Watch: The Cloudcast #885 - Auth in the Age of AI Agents

Maximizing CockroachDB Performance: Our Journey to 1 Million QPS

/assets/team/evan-cordell.jpg
June 7, 2023|13 min read

At AuthZed we’re building SpiceDB, a distributed authorization system inspired by Google's Zanzibar. Zanzibar is slowly becoming a household name, and you may already be familiar with how a ReBAC model can simplify your authorization needs.

The crux of the Zanzibar paper is not that modeling permissions as a graph is cool or fun, even though it is—but rather that doing so, carefully, can unlock scale and performance that authorization services of yore failed to deliver.

Performance and scale are critical for an authorization service like SpiceDB. In this post, we’ll discuss some of the challenges we faced scaling SpiceDB on top of CockroachDB and how we solved them.

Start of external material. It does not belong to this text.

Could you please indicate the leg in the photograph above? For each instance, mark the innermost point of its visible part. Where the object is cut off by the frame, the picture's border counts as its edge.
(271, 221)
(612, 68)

If you’re just interested in the what and not the why or the how, feel free to jump directly to the advanced connection pooler we implemented to get the best performance from CockroachDB at scale.

Scaling SpiceDB to 1 Million QPS

We recently scale-tested SpiceDB on CockroachDB to 1 million authorization events per second with 1% writes and 100 billion stored relationships. During that work, we uncovered (and fixed!) several scaling limits in SpiceDB.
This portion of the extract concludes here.